After MP16, a faunal turnover occurred, marking the extinctions of the lophiodonts, European hyrachyids, and European crocodylomorphs except forDiplocynodon. The causes of the faunal turnover have been attributed to a shift from humid and highly tropical environments to drier and more temperate forests with open areas and more tough vegetation. The surviving herbivorous faunas shifted their dentitions and dietary strategies accordingly to adapt to the tough and seasonal vegetation. However, the environments were still somewhat subhumid and covered by subtropical evergreen forests. The Palaeotheriidae was the sole remaining European perissodactyl group, and frugivorous-folivorous or purely folivorous artiodactyls became the dominant group in western Europe.

=== Late Eocene and Early Oligocene ===
The Late Eocene unit MP17 (37.8–37.0 mya) records as many as four total species of Pseudamphimeryx: P. renevieri, P. havloviae, P. salesmei, and P. hantonensis. MP17a (37.8–37.5 mya) confirms the continued occurrence of P. renevieri in the French locality of Fons 4; MP17b (37.5–37.0 mya) is the latest unit that Pseudamphimeryx occurs and records both P. renevieri and P. pavloviae from the French locality of Perrière. Starting at MP18 (37.0–35.0 mya), Amphimeryx is found the fossil record. The MP18 locality of La Débruge of France indicates that A. murinus coexisted with a wide variety of mammals such as a wide variety of rodents, palaeotheres, hyaenodonts (Hyaenodon and Pterodon), the dichobunid Dichobune, anoplotheriids (Anoplotherium, Diplobune, Dacrytherium), and the anthracothere Elomeryx.
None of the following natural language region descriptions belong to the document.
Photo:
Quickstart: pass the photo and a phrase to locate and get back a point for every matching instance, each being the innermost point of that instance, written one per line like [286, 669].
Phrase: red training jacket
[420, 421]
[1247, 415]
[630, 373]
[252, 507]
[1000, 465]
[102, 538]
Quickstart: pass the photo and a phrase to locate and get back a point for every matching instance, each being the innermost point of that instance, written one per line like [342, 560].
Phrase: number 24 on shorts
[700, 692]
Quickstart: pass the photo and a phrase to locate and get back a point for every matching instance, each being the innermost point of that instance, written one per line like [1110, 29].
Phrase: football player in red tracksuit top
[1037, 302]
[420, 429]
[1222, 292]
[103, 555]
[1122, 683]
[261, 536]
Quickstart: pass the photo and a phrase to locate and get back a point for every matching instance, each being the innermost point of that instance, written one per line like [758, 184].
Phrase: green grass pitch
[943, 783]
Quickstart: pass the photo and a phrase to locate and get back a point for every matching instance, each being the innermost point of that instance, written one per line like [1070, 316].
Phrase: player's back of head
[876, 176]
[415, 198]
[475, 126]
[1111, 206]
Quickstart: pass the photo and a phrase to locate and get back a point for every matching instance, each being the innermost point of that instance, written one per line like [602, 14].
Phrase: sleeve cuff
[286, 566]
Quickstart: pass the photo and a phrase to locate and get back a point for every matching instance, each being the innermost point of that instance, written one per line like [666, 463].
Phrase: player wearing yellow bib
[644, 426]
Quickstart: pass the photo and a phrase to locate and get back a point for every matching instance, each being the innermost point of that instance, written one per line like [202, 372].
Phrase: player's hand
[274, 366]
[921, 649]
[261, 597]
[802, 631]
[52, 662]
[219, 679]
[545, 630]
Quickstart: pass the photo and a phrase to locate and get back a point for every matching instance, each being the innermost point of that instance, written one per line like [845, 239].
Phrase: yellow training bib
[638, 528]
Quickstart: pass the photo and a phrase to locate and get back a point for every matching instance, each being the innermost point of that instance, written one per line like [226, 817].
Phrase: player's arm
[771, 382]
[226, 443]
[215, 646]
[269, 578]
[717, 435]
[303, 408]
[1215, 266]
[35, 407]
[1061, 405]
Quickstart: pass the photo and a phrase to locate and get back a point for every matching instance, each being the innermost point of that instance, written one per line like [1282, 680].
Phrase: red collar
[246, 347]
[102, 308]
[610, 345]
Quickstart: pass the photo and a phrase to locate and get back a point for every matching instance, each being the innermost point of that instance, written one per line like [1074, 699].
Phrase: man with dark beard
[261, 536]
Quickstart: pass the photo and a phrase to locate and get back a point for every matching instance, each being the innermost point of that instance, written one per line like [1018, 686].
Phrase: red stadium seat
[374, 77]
MP20 (34.0–33.9 mya) marks the last known appearance of A. murinus, but the species A. riparius is apparently recorded solely from the MP21 (33.9–32.5 mya) French locality of Ronzon. Many other artiodactyl genera from western Europe went extinct as a result of the Grande Coupure; the Ronzon locality indicates that the Amphimerycidae may have survived past the event but went extinct not long after. The causes of the extinctions of many other mammals in western Europe have been attributed to negative interactions with immigrant faunas (competition, predations), environmental changes from cooling climates, or some combination of the two.